Brun. Taille moyenne. Signe distinctif : aucun. Nom de famille : Martin. Le PDG d’Eurofins, Gilles Martin, 58 ans, a la discrétion dans le sang. Pas autant qu’Emmanuel Besnier, le patron de Lactalis, qui a longtemps veillé à ce qu’aucune photo de lui ne circule, mais presque : Gilles Martin a ainsi refusé de poser pour Le Monde. « Une habitude. Je n’ai pas le culte de la personnalité, comme certains dirigeants américains. Au contraire… », se justifie l’intéressé, qui fuit les mondanités. Au sein de l’establishment, presque personne ne le connaît !
Cependant, depuis l’entrée du géant de la bioanalyse au CAC 40, le 17 septembre, difficile d’échapper à l’attention. Surtout que l’histoire est belle.
Elle démarre au début des années 1980, lorsque les époux Martin, Maryvonne la physicienne et Gérard le chimiste, enseignants-chercheurs à l’université de Nantes, mettent au point un procédé d’analyse par résonance magnétique nucléaire permettant de déceler l’origine du sucre dans le vin. Quelle était la probabilité que les Pierre et Marie Curie de la chaptalisation engendrent le Steve Jobs de la bioanalyse ?
Gilles, leur aîné, a déjà créé plusieurs jeunes pousses durant ses études à l’Ecole centrale Paris, et même travaillé aux Etats-Unis dans le domaine de l’intelligence artificielle.
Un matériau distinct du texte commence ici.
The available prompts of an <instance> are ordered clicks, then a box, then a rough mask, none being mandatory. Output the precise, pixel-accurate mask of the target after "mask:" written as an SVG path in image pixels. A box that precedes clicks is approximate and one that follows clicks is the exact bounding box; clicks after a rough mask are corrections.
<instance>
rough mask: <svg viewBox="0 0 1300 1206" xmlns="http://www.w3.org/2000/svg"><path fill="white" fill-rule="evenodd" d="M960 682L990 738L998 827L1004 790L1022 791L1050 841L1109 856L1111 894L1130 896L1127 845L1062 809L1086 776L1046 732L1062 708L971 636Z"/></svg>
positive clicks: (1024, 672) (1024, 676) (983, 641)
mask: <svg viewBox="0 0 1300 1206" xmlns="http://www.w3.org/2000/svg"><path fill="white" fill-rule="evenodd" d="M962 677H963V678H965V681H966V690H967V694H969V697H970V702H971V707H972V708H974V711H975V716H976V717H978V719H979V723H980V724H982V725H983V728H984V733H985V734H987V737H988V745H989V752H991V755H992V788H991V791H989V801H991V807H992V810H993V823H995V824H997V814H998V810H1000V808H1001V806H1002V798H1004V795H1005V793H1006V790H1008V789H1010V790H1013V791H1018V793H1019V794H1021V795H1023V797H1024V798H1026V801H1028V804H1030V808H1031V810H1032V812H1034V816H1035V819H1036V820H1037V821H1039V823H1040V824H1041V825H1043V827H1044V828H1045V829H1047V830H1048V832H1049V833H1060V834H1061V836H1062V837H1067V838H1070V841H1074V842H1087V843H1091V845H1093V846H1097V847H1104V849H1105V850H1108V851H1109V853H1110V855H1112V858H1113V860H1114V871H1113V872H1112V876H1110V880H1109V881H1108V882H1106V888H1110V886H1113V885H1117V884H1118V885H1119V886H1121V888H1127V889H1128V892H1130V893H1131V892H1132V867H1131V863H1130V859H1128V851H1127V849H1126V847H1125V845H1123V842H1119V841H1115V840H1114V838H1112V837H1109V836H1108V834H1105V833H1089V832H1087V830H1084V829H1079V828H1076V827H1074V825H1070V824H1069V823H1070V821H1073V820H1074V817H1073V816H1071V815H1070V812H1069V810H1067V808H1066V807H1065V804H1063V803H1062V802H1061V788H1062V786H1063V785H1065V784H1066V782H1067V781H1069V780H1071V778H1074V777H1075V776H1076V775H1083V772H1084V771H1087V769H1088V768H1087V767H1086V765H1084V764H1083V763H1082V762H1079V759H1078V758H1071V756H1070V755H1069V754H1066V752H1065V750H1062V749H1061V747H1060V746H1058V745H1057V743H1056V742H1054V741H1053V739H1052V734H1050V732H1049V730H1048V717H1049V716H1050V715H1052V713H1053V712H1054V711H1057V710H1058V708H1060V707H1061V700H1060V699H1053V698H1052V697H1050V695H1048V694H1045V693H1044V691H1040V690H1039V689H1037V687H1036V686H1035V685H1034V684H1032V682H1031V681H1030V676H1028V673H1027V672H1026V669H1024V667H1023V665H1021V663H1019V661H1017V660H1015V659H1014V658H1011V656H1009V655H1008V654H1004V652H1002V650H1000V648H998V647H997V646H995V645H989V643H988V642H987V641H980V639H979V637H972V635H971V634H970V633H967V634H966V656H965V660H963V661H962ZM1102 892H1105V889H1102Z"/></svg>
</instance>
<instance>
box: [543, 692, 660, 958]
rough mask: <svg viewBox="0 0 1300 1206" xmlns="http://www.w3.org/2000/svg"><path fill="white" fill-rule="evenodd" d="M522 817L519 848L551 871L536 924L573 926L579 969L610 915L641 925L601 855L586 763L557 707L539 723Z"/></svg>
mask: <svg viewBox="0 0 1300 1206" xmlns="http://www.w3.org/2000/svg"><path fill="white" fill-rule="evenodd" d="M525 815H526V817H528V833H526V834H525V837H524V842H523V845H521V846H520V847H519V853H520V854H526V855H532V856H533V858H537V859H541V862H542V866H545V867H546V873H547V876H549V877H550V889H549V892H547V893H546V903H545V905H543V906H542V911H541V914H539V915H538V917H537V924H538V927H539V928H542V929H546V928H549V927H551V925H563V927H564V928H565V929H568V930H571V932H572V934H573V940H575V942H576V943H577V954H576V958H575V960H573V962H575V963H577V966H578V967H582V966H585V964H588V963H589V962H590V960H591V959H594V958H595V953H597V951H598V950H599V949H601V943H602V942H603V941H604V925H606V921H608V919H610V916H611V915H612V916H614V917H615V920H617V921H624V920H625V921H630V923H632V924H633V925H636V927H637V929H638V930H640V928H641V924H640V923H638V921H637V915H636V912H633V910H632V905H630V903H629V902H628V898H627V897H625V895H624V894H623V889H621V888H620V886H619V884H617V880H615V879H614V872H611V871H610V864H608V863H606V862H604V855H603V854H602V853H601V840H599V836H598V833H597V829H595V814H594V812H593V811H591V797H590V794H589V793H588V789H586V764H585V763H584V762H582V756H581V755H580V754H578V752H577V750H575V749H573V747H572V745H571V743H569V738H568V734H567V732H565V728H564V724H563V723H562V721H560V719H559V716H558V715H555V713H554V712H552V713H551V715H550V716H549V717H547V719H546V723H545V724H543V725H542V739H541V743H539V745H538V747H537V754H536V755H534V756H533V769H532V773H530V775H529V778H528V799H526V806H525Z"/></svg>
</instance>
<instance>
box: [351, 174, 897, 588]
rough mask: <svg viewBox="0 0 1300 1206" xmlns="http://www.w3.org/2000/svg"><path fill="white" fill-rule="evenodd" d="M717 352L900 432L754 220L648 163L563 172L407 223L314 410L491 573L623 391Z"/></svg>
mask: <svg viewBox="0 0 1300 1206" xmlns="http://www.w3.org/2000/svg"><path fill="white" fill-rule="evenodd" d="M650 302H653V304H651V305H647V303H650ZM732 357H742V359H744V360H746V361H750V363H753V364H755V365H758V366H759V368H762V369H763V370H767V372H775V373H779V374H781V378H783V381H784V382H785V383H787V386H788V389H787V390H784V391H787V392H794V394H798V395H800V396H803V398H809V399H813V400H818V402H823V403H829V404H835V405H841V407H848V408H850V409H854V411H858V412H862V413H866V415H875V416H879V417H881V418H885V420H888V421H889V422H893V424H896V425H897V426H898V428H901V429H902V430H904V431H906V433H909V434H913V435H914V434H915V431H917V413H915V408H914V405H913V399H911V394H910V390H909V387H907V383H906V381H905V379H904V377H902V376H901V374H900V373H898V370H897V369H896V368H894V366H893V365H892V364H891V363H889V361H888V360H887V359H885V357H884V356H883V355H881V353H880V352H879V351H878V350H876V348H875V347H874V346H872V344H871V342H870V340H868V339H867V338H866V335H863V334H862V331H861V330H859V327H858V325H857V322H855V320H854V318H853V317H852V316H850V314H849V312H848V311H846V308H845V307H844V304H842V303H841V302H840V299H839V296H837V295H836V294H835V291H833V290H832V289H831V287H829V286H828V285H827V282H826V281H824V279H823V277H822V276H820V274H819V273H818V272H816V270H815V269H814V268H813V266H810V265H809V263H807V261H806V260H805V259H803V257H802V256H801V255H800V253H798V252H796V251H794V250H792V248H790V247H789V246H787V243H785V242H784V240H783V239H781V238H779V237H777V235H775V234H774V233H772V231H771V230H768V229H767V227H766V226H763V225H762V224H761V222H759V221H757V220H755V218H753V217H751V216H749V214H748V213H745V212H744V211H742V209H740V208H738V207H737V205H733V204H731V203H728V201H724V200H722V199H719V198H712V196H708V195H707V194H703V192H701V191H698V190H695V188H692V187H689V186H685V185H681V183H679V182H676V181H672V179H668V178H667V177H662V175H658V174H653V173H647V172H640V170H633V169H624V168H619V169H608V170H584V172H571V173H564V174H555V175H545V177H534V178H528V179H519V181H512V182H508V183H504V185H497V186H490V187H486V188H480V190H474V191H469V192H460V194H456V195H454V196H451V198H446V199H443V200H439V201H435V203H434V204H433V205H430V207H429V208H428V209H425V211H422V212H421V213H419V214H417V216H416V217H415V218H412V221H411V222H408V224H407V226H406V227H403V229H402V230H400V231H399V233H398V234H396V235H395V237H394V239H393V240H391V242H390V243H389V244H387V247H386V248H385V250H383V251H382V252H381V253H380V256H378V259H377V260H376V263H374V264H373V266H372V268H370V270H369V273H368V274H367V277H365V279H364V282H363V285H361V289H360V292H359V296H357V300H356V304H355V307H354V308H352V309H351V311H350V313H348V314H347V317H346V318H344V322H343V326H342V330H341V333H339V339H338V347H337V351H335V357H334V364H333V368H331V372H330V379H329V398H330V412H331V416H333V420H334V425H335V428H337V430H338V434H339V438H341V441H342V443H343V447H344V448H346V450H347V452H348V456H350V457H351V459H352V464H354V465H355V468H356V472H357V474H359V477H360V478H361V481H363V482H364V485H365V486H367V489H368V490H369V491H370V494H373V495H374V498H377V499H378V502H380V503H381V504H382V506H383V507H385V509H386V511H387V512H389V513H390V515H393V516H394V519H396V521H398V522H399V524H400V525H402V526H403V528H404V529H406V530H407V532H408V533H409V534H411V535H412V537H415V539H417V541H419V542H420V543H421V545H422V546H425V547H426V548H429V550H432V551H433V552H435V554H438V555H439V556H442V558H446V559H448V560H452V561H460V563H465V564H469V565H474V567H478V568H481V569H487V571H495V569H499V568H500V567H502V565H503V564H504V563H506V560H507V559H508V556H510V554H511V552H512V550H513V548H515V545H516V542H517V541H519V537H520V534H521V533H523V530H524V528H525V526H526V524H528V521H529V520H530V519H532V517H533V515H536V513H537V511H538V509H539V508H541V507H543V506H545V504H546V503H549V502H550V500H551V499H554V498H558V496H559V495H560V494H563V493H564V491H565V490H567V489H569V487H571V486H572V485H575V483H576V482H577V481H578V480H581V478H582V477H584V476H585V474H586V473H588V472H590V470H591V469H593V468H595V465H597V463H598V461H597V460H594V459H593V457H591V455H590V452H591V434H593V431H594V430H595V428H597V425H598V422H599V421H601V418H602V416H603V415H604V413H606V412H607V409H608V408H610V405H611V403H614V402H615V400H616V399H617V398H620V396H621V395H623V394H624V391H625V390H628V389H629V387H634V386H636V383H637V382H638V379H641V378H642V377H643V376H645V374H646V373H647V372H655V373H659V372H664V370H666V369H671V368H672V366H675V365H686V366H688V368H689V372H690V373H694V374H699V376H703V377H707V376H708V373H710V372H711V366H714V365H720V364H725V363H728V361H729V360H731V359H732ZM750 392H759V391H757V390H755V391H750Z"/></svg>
Il a 24 ans quand, en 1987, ses parents lui confient le soin d’exploiter leur brevet racheté au CNRS. « J’ai réalisé très jeune que j’étais moins brillant que mes parents et que mon frère, qui est un génie en maths. Je voyais aussi combien le système universitaire manquait de moyens. J’ai compris très tôt que l’entrepreneuriat était le chemin qui m’apporterait l’indépendance », professe l’intéressé.
Les premiers pas d’Eurofins se font au sein du « laboratoire Martin », comme l’unité de recherche était alors désignée : « Ça n’était pas très bien vu à l’époque. Il y a eu des critiques sur le thème “vous avez capté de l’argent public et vous développez une entreprise privée”, mais c’est la vie normale des labos, témoigne Gérald Remaud, professeur à l’université de Nantes, membre de la cellule originelle. Nous étions une poignée. Gilles Martin bossait énormément. Il savait où il voulait aller. Il avait de l’instinct et de l’ambition pour l’entreprise naissante. »
« Ce qui m’importe, c’est le contrôle de l’entreprise »
Gérard et Maryvonne, Gilles et son frère Yves-Loïc – qui a rejoint par la suite Eurofins – se partagent le capital de la petite affaire au sein d’une société en commandite, Analytical Bioventures, qui laisse les pleins pouvoirs à Gilles. « L’argent n’est pas ma motivation. Il était inconcevable pour moi de devenir riche tout seul. Ce qui m’importe, c’est le contrôle de l’entreprise. Tant que j’en serai le dirigeant, je veux conserver 100 % des droits de vote dans la holding », souligne-t-il. Le contrôle, première obsession.